A second component measured overconfidence, the independent variable, with two operationalizations. One one hand, overestimation was tested, which happens when people believe that their abilities are better than they actually are. For that purpose, participants answered questions from general interest topics that are orthogonal (i.e., not highly related) to gun preferences. For instance, participants were asked to indicate the men’s winner of the Soccer World Cup in 2014 in Brazil, followed by a question on how sure they were to know the right answer. The difference between right answers and their estimated score provided the overestimation index as a measure for absolute overconfidence.

On the other hand, the overplacement variable measured relative overconfidence in situations in which individuals over-rank themselves relative to others. This component required participants to compare themselves with the average citizen in regard to four dimensions (responsibility, decision making, morality, gun use). The last dimension in regard to the use of weapons asked: “If you had a weapon, do you think you would use it more or less responsibly than the average citizen?” Overplacement was included in the analysis, both with the four dimensions separated as well as in the form of one common factor extracted from a principal component analysis (PCA).

Finally, a set of controls such as gender and age was included and accompanied by different modifications of both dependent and independent variables in the regression analysis.

Challenges

  • The regression design does not allow for causal inference. While it can demonstrate correlations, it cannot demonstrate causations.

Results

  • The results indicate that overconfidence is significantly and positively associated with stronger preferences for carrying weapons and resisting to hypothetical scenarios of robbery (Figure 1 and 2). Measurements for overestimation are consistently associated with a higher gun carrying preferences. For instance, an increase in the overestimation index by one standard deviation (sd) increases the preference for police, guards, and civilians at home carrying / using guns by 0.03 sd and for civilians in the street by 0.06 sd, with all results being significant at least at the five percent level.
  • The positive relationship between the principal component analysis measurement for relative overconfidence, overplacement, and gun preferences as well as crime resistance is consistently significant in statistical terms. Detailed analysis of the individual dimensions indicate that this effect might be driven by consistent overplacement in regard to the self-assessment of using weapons responsibly and ability to make decisions.
  • Significant control variables that are associated with overconfidence in the form of overestimation tend to be male gender and higher ages, while higher educational status seems to be associated with less overestimation. For overplacement, results tend to be different. Higher ages seem to be associated with underplacement in regard to weapon use, while older people tend to overplace themselves relatively when assessing their responsibility.
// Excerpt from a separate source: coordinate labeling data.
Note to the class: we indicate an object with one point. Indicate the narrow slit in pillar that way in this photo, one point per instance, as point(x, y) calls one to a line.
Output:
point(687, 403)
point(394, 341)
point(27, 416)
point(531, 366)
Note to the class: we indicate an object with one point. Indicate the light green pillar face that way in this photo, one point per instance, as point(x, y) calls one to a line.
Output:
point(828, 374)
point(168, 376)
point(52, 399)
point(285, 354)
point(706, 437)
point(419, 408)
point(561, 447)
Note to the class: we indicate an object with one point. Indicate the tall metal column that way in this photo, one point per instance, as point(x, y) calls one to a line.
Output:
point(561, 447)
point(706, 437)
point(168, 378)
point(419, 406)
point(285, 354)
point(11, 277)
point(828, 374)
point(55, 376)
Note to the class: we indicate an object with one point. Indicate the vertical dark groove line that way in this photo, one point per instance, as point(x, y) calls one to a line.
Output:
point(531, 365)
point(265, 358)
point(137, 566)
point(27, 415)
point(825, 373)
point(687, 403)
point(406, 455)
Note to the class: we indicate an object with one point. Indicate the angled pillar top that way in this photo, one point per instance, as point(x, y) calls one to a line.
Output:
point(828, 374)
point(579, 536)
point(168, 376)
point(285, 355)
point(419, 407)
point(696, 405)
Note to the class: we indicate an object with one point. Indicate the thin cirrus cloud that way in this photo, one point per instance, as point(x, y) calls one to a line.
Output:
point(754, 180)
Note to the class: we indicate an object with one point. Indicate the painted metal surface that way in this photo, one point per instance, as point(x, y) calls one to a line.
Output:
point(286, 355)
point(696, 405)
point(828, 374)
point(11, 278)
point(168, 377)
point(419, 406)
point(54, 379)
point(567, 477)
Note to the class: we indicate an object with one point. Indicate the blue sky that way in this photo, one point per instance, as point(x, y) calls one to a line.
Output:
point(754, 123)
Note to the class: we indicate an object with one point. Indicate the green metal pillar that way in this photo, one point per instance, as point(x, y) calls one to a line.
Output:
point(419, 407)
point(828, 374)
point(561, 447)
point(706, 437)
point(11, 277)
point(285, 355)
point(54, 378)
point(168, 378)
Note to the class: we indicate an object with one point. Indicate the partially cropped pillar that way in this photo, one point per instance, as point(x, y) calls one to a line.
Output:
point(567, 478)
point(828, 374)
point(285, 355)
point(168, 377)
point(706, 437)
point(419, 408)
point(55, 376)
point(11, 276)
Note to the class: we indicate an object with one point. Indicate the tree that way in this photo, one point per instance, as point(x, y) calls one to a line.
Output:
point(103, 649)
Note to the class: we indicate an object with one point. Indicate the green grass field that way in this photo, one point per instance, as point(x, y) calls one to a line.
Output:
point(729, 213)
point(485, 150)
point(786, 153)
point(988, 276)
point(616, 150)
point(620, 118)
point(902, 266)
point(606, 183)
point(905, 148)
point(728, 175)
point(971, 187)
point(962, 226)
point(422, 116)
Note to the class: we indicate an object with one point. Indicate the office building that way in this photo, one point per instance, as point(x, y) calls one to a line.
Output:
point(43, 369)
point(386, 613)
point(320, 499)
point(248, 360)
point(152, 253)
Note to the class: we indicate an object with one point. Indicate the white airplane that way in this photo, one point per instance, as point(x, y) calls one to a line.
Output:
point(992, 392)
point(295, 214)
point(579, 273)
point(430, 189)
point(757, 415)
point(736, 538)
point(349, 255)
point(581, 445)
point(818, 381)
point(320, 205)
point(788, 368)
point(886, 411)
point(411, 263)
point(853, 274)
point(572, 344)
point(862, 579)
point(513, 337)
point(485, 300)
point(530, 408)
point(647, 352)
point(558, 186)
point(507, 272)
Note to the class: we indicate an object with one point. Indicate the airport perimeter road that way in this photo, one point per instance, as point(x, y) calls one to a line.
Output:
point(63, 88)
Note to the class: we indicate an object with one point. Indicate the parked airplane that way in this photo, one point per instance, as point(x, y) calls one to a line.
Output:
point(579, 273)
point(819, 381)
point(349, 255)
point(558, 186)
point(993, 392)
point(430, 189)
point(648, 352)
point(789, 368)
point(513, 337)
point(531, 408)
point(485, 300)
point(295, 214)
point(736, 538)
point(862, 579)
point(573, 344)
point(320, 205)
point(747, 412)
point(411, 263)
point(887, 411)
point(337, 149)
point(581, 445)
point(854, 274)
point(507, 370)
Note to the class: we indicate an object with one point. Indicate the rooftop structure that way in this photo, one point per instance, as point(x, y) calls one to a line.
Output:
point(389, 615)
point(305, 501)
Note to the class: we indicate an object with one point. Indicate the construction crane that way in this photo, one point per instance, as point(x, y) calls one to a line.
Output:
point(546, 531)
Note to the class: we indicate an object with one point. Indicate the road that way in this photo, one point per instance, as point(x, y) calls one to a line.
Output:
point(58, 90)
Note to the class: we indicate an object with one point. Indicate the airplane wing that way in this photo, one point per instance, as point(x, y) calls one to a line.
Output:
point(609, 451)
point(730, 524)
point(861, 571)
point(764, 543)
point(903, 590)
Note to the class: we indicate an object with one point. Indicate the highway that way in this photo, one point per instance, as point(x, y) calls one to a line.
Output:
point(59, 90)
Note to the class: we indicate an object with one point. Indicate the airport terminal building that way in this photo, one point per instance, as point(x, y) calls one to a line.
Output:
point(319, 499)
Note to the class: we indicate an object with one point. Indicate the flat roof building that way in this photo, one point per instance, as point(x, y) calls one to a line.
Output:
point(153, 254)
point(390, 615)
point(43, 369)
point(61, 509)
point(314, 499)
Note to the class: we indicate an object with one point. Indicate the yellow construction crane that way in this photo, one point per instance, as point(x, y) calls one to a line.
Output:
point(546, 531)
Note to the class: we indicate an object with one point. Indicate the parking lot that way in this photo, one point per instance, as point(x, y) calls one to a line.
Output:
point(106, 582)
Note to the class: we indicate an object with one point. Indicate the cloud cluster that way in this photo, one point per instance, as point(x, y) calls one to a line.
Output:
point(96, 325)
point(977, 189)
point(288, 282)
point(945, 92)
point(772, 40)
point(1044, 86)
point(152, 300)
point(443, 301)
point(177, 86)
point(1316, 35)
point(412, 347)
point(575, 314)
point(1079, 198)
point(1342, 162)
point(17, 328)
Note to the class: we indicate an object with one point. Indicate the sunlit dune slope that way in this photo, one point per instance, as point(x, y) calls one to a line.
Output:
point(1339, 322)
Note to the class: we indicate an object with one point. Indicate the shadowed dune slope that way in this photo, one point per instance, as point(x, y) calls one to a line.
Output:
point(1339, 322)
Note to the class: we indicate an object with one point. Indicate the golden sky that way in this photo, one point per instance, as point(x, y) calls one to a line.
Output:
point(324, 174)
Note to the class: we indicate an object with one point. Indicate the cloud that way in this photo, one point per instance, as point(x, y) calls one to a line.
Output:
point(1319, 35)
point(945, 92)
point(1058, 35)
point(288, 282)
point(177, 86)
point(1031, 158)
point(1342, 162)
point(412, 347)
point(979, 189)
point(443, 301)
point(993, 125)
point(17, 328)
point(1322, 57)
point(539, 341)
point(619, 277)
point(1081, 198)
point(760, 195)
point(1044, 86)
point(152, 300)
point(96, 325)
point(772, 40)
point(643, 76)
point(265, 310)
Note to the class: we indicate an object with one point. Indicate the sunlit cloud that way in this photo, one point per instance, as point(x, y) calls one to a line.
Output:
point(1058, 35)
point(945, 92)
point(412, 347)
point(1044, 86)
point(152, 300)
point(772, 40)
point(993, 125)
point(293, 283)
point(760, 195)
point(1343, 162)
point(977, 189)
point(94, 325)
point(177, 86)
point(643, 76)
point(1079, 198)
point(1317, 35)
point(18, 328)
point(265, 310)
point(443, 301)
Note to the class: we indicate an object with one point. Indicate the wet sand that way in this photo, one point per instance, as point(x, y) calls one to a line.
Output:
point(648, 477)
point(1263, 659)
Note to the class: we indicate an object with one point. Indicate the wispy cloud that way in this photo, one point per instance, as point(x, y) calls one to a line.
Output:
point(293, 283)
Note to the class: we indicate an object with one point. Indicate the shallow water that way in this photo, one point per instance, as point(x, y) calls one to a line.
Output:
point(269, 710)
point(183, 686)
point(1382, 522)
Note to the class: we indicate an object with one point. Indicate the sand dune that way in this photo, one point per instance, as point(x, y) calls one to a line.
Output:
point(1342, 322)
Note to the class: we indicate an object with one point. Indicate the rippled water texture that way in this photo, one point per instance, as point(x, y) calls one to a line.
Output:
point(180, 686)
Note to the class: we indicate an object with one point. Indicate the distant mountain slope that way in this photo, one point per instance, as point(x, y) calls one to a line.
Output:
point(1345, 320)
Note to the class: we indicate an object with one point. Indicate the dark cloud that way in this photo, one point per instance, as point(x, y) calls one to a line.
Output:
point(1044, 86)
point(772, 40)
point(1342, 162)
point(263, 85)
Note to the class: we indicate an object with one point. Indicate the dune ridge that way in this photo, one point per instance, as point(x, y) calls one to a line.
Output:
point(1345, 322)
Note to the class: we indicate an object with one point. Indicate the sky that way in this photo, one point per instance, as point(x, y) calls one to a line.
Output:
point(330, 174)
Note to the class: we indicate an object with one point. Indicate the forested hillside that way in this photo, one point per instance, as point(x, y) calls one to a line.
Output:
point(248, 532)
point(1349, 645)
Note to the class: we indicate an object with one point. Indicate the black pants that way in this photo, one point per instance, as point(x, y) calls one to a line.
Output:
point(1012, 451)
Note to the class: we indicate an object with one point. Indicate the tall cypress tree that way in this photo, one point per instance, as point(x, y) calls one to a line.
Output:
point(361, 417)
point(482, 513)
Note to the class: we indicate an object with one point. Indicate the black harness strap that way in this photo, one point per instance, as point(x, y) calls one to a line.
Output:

Figure 1. Relationship between Overconfidence and Gun Preferences.

Relationship between Overconfidence and Gun Preferences

Figure 2. Relationship between Overconfidence and Inclination to Resist a Robbery.

Relationship between Overconfidence and Inclination to Resist a Robbery

Policy Implications

  • This study showed that overconfidence is an important driver of attitudes that are associated with higher risks. In the realm of public policy, the study might help to explain why certain regulations in policy areas that entail risk assessments might be lower than the socially desirable optimum.
  • Beyond gun regulation, de-biasing overconfident agents who are in decision-making or legislative positions might help reduce the gap between policy optima and current legislative frameworks in a variety of areas. While these changes need serious efforts and time, stronger legislation on the use of seatbelts or on alcohol and cigarette consumption has demonstrated the potentially high welfare effects that less overconfidence-driven policies can have.